Mia starts for the door but Hilary cuts her off.

“What else is on your list of improvements, Mia? What exactly will Ronan have to do before he's good enough for you to bring him to your office party?”

Mia is shaking with anger but she can't get past Hilary, not without pushing her out of the way. “How dare you!”

“No!” Hilary shakes her head sadly. “How dare
you
! Ro is the nicest guy you will ever meet and you're trying to change him. And he'll let you because he's crazy about you. But if you keep changing him, he won't be the person you fell in love with.” She walks to the door and
holds it open. “You think I'm the big threat to you and Ro. But I'm not. You are.”

*   *   *

“Hilary has to move out,” Ronan tells Mia on a Sunday afternoon in January, when they are walking on the pier in Dún Laoghaire.

Mia turns away to look at the crumpled gray sheet of the sea so he won't see the look of relief on her face. “Really?”

She hasn't seen Hilary since the scene in her room, and she hasn't told Ronan what happened.

“I feel so bad for her.” Ronan digs his hands farther into the pockets of his duffle coat. “Her show tanked. The bursary that was supposed to take her through to the summer has fallen through. She's paid rent up until the middle of February, but after that she's out on the street.”

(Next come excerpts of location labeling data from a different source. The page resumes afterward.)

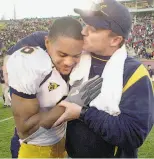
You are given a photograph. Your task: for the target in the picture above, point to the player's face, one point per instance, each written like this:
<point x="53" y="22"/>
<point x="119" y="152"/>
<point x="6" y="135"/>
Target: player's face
<point x="65" y="53"/>
<point x="95" y="40"/>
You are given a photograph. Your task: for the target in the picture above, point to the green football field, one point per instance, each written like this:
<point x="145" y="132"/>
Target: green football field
<point x="7" y="126"/>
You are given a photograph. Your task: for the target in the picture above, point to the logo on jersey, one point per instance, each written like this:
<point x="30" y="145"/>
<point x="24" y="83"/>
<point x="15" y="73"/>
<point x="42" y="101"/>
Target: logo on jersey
<point x="52" y="86"/>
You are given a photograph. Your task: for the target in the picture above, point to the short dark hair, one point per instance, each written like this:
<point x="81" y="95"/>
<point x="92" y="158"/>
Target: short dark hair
<point x="65" y="26"/>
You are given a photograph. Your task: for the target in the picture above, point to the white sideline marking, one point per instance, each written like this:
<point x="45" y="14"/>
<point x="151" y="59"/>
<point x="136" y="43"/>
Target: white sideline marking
<point x="6" y="119"/>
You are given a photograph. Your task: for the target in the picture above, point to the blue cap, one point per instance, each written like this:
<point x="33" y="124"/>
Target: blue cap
<point x="108" y="14"/>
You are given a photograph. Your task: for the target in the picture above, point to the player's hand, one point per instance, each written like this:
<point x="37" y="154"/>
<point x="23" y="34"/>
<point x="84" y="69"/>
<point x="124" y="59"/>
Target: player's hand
<point x="72" y="111"/>
<point x="83" y="94"/>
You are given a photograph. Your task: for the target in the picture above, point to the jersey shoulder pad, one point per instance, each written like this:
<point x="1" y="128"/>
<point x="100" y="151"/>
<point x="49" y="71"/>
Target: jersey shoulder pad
<point x="27" y="68"/>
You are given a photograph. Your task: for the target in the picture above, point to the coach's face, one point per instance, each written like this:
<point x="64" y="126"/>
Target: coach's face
<point x="65" y="53"/>
<point x="96" y="40"/>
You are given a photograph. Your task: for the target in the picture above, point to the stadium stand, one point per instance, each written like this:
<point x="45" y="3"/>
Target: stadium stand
<point x="140" y="42"/>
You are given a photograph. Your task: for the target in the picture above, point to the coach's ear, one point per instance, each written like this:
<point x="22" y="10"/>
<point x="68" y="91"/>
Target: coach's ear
<point x="47" y="42"/>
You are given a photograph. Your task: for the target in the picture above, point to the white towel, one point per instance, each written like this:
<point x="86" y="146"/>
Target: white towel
<point x="109" y="98"/>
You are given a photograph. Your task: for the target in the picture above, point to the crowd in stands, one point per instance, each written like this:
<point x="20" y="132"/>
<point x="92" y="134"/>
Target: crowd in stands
<point x="141" y="39"/>
<point x="17" y="29"/>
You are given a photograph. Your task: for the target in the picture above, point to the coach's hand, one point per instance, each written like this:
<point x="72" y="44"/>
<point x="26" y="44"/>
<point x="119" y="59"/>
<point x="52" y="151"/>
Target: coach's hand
<point x="83" y="94"/>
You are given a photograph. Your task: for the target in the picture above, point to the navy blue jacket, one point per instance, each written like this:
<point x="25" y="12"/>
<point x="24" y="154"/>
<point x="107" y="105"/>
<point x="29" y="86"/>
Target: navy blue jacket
<point x="100" y="132"/>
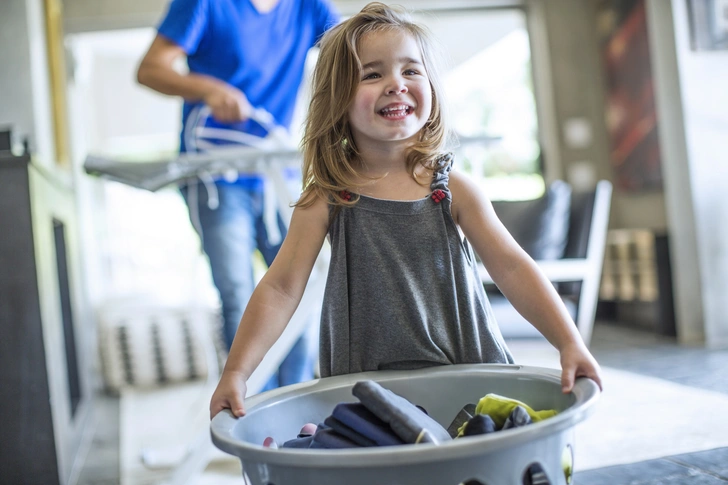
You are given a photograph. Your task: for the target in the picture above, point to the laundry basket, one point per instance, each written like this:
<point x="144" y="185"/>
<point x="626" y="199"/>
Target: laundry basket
<point x="500" y="458"/>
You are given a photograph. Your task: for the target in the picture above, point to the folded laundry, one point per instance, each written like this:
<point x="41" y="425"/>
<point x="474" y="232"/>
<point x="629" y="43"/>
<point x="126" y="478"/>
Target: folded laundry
<point x="327" y="438"/>
<point x="518" y="417"/>
<point x="463" y="416"/>
<point x="350" y="433"/>
<point x="405" y="419"/>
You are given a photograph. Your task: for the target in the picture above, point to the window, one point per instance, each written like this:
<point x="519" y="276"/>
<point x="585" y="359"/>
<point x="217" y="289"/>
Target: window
<point x="489" y="87"/>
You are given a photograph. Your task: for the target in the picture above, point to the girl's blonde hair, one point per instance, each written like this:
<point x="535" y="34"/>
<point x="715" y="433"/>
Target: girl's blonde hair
<point x="328" y="145"/>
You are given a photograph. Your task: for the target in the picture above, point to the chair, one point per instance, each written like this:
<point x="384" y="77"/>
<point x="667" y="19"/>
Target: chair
<point x="576" y="274"/>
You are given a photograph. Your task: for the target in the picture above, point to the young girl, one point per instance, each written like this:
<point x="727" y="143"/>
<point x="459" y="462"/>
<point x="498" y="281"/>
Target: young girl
<point x="403" y="290"/>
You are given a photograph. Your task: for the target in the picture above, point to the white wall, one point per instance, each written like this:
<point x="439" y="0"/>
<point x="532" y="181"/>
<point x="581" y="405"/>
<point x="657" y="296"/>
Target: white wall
<point x="703" y="78"/>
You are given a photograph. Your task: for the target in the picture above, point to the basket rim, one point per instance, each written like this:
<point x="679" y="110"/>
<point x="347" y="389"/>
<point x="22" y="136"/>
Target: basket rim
<point x="586" y="393"/>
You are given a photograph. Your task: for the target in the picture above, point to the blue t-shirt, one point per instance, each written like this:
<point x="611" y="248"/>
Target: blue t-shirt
<point x="262" y="54"/>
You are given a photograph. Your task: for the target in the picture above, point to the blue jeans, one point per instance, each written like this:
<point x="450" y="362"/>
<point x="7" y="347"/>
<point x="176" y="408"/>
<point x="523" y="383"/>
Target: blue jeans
<point x="230" y="234"/>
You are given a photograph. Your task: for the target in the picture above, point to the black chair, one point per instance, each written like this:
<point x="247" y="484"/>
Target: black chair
<point x="576" y="274"/>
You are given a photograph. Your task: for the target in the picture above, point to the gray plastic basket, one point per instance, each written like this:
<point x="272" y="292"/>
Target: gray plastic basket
<point x="495" y="459"/>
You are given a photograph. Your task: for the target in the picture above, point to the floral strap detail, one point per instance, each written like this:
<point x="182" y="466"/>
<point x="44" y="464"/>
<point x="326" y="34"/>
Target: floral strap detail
<point x="441" y="177"/>
<point x="438" y="195"/>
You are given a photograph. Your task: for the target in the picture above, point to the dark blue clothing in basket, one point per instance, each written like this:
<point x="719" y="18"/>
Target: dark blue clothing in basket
<point x="403" y="290"/>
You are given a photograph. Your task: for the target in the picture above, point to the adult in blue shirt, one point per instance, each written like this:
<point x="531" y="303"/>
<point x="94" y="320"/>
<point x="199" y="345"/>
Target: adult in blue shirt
<point x="242" y="54"/>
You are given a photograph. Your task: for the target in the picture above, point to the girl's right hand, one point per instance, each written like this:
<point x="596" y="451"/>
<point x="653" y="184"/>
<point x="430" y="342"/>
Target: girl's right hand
<point x="229" y="394"/>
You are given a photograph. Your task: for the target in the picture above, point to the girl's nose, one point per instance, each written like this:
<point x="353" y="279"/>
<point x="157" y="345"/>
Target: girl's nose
<point x="397" y="86"/>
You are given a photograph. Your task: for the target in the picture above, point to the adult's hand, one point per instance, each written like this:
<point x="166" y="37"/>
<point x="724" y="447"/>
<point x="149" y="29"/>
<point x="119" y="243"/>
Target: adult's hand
<point x="228" y="104"/>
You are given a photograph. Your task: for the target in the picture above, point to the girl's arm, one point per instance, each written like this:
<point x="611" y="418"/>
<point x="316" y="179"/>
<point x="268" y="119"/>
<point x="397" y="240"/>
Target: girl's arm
<point x="272" y="305"/>
<point x="520" y="279"/>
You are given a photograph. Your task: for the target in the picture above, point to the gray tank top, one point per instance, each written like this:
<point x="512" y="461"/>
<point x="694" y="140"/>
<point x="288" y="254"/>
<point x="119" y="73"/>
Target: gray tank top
<point x="403" y="290"/>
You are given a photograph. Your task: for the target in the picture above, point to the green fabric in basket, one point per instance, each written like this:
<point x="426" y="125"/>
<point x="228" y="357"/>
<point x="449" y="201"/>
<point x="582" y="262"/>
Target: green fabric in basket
<point x="500" y="407"/>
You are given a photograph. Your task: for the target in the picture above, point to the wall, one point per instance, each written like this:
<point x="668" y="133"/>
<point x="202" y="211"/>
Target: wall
<point x="578" y="94"/>
<point x="24" y="96"/>
<point x="703" y="77"/>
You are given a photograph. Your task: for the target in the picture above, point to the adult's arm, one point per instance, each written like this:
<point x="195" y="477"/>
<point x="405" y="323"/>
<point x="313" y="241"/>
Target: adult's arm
<point x="156" y="71"/>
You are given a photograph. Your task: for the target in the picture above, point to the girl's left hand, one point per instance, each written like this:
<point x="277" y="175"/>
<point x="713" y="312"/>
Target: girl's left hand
<point x="577" y="361"/>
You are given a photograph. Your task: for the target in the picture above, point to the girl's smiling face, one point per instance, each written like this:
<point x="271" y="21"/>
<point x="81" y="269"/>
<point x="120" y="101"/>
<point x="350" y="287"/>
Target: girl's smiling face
<point x="394" y="98"/>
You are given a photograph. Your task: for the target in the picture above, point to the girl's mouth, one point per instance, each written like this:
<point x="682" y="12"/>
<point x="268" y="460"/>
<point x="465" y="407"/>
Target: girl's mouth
<point x="396" y="111"/>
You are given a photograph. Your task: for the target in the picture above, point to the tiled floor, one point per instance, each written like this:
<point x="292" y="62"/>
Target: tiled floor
<point x="613" y="346"/>
<point x="645" y="353"/>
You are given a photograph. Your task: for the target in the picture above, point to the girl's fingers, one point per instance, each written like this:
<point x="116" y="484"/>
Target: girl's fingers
<point x="567" y="379"/>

“Not literally out on the street,” Mia says. “Surely?”

Ronan sighs. “She might be better off, to be honest. She'll have to move back in with her parents.”

“I'm sure she'll be fine.” Mia links his arm, noticing how worn his sleeve is, wishing he'd wear the North Face down jacket she bought him for Christmas. “Hilary strikes me as pretty tough.”

“It's all an act.” Ronan shakes his head. “The last time she lived with her folks, she got depressed, ended up trying to kill herself.”

A splinter of pity catches at Mia's heart. Her inner auditor takes out a pair of tweezers and prepares to extract it. Hilary is not her problem, not anymore.

*   *   *

“I'm surprised you haven't considered art,” Mia says to James Delaney. He is her least favorite client by some margin. The cocky twenty-five-year-old CEO of an app design company that has made two million euros' profit in the first two years of trading. “It's very tax efficient.”

James, who is leaning back in his chair pouring a can of Red Bull down his throat, sits forward. “How efficient?”

“Let's see.” Mia leaves a long pause to whet his appetite. “You can claim a wear-and-tear allowance at twelve and a half percent, so you'll recover your purchase price in about five years, by which time the art you've bought could have tripled in value.”

His handsome face is neutral but his eyes have narrowed slightly, which she knows is his tell.

“I don't want cows and clouds in a gilt frame,” he says.

“What about an installation?” Mia says, as if this has just occurred to her. “Something edgy, playful and provocative.”